Certa vez Joseph Safra convidou o jornalista Roberto Marinho para que, juntos, constituíssem uma grande instituição financeira de varejo no Brasil.
"- Meu caro amigo, declino do seu convite, penso que me saio bem no que faço - disse o jornalista fundador da Rede Globo".
Dizem que os capazes em renunciar viverão mais, simplesmente, por que não se angustiam à toa, não se pré-ocupam com idiotices ou pequenas frustrações.
Pois enfrentarei a renúncia.
Além de querer viver mais, eu quero viver melhor as coisas próximas a mim, do que gosto.
Pois, então.
Renuncio ao despertador e aos relógios. Nem precisava, pois quase não durmo e nunca me atraso aos encontros. Marcaram uma reunião comigo para o dia 2 de junho, às dez horas da manhã, em Curitiba. Estarei lá.

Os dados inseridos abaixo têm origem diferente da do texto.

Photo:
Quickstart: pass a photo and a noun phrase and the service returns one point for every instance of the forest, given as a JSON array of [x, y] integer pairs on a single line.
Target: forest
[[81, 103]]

Renuncio aos regimes, pois não engordarei se comer o tanto dos passarinhos, assim, posso tudo. As minhas preferidas costeladas só comerei a de corte borboleta.
Renuncio às fortunas, pois já sou afortunado com a família que tenho, desde os parentes mais próximos aos distantes. Em nossa família, de ambos os lados, não há nenhum membro que me envergonhe, isso é uma graça divina. Não sei se a recíproca é verdadeira, acredito que sim, pois faço o possível para ser bom, no entanto, renuncio a minha dúvida de que eu poderia ser alguém melhor, sou o que pude ser.
Renuncio às cachaças sem limão, a cerveja sem álcool, ao uísque nacional, aos vinhos ruins - os bons sou dependente de convites - renuncio aos copos rasos. Renuncio beber sozinho.
Renuncio à organização excessiva e a preocupação do porquê não retornam meus telefonemas - se sou chato, mesmo que às vezes para conseguir algo tenhamos que dar mais uma volta com a chave na fechadura, seja necessário. Sob meus protestos, renunciarei a isto, também.
Renuncio a me deixar envolver com problemas que não me dizem respeito, principalmente, àqueles que não me trazem ganhos imediatos. Renuncio a encheção de saco.
Renuncio a assistir filme ruim até o fim, a ouvir ou ver péssimas criações artísticas e a aceitar conselhos de quem não é batateiro e quer falar de batatas comigo.
Renuncio a conversar com quem não sonha.
Renuncio a investir em ações de companhias mal administradas, renuncio a certeza de ganhar sempre na bolsa, e renuncio ao conservadorismo neste negócio, se risco é sua maior componente, arriscarei, mas tanto quanto eu nem sinta a perda.
Renuncio a escrever sobre a realidade da vida, crônicas e criticas, quero a magia dos contos.
Renuncio a preencher o meu tempo o tempo todo com estudos e verdades sofismadas, nem as minhas muito menos a dos outros. O meu tempo livre desejo nada além do que estar com minha família. Então, para sossegar de vez por causa dos meus filhos e minha senhoura renuncio a preguiça porque há necessidade de levá-los da banda de cá para acolá o dia inteiro e mais um pouco
Renuncio à infelicidade, à hipocrisia, à eternidade terrena, pois a morte chegará, renunciam-me à juventude, então, renuncio ao fora do meu alcance, o pensar que tudo posso.